After sitting dormant for about a year, I decided to give the Musicmaster a little TLC.

I bought a Shure SC35 cart/stylus and some silicone damping fluid. Sanded and oiled the plinth. I'm still tweaking things with the tonearm and experimenting with the VTF, spindle to pivot distance, and some slight ground noise problems.

It sound rather good so far. The SC35C sounds a bit rolled-off on top. But it has a real stiff cantilever and still needs to loosen up. I've got a little scale and have VTF set at 4.1 grams. Before I had the scale I had the VTF up almost at 6 grams. The cart/stylus is good for 4-5 grams. Seems to sound good at 4 grams. However, 5.8 grams sounded just as good.....still working on that.

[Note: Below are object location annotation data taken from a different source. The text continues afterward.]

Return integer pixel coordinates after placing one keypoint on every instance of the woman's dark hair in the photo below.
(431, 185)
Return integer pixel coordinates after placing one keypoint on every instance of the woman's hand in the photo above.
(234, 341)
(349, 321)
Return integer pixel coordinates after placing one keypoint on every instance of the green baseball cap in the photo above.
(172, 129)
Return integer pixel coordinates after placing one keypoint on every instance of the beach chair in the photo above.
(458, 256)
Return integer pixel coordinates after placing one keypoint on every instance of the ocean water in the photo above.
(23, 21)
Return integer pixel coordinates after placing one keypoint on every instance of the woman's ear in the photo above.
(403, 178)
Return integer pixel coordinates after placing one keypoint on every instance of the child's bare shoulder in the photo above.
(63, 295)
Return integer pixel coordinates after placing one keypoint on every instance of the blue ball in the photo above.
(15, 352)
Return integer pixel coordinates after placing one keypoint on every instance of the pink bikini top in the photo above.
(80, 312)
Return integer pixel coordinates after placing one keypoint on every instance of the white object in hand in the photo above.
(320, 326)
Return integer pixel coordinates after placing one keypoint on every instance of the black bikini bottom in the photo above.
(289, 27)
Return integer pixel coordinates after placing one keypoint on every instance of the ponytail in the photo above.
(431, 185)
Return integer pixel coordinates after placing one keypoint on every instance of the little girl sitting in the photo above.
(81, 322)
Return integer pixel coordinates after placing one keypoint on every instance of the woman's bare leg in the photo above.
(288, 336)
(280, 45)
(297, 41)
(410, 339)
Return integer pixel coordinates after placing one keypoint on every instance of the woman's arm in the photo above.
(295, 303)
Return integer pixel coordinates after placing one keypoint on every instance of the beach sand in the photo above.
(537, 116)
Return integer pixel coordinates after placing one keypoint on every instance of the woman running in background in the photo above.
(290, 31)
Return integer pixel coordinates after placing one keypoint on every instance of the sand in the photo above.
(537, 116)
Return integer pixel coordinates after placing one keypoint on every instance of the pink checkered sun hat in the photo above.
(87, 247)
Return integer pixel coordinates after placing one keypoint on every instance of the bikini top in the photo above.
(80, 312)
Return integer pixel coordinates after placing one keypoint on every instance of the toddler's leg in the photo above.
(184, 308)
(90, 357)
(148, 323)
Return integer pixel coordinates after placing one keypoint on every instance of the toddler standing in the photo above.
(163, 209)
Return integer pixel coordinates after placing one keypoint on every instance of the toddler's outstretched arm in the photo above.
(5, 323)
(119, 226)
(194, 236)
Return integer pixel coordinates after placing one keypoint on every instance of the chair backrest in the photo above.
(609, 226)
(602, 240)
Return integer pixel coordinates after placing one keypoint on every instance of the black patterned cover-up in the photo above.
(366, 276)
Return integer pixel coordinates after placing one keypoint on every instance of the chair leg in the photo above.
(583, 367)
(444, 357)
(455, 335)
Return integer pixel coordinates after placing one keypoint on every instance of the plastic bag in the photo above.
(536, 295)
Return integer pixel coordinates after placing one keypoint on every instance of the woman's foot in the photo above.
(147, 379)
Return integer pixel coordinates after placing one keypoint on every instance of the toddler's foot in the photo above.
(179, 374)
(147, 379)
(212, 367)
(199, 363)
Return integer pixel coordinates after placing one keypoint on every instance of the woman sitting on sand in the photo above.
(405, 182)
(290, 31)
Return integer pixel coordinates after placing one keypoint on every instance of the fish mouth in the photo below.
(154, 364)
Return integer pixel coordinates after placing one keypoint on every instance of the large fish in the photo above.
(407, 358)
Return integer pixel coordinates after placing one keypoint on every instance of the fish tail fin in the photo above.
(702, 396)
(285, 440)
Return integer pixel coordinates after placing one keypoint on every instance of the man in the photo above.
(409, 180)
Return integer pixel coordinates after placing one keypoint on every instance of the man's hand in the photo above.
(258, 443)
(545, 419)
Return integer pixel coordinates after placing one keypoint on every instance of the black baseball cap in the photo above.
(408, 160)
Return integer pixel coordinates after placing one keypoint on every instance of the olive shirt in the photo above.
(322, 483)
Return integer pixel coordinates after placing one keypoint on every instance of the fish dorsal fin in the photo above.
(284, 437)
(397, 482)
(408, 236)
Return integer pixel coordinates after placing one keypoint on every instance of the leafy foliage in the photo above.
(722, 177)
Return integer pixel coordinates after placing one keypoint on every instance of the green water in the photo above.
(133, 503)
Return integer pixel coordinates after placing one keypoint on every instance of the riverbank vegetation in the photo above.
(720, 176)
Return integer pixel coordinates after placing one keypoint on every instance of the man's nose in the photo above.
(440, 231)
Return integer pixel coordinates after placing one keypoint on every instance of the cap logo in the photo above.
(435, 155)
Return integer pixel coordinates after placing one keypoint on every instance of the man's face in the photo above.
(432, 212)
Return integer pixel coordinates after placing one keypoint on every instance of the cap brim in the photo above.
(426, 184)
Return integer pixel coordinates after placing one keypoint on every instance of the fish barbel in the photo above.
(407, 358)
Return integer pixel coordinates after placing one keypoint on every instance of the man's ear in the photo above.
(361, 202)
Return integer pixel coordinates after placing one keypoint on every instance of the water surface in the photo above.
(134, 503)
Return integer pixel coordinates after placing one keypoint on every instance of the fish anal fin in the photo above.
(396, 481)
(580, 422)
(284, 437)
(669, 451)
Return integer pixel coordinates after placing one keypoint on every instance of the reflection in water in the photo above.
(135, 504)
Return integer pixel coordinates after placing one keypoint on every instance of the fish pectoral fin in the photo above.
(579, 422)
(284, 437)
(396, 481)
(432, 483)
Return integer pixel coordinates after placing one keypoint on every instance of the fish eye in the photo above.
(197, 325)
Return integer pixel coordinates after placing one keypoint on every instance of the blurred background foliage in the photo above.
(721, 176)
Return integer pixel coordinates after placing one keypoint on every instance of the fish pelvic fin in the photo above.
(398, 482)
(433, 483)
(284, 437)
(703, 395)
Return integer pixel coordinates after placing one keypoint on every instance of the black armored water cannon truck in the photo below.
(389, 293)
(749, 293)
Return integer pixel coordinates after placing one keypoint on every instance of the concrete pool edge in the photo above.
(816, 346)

I broke the law and had a Shure P mount 800E mounted on the Velvet Touch. I had to kinda pooge it in the cartridge slide (kasol), but once I dialed in in, it had a rather good sound. A little better on the top-end. The 800E has a elliptical stylus. The SC35C has a Sperical stylus. I'm wondering if I prefer the elliptical type........

The 800E has a VTF of .75 to 1.5 grams. A little light for this flintstone tonearm, and maybe a little rough on it, but it sure did sound good.............

This thing is fun to listen too, along with old school records.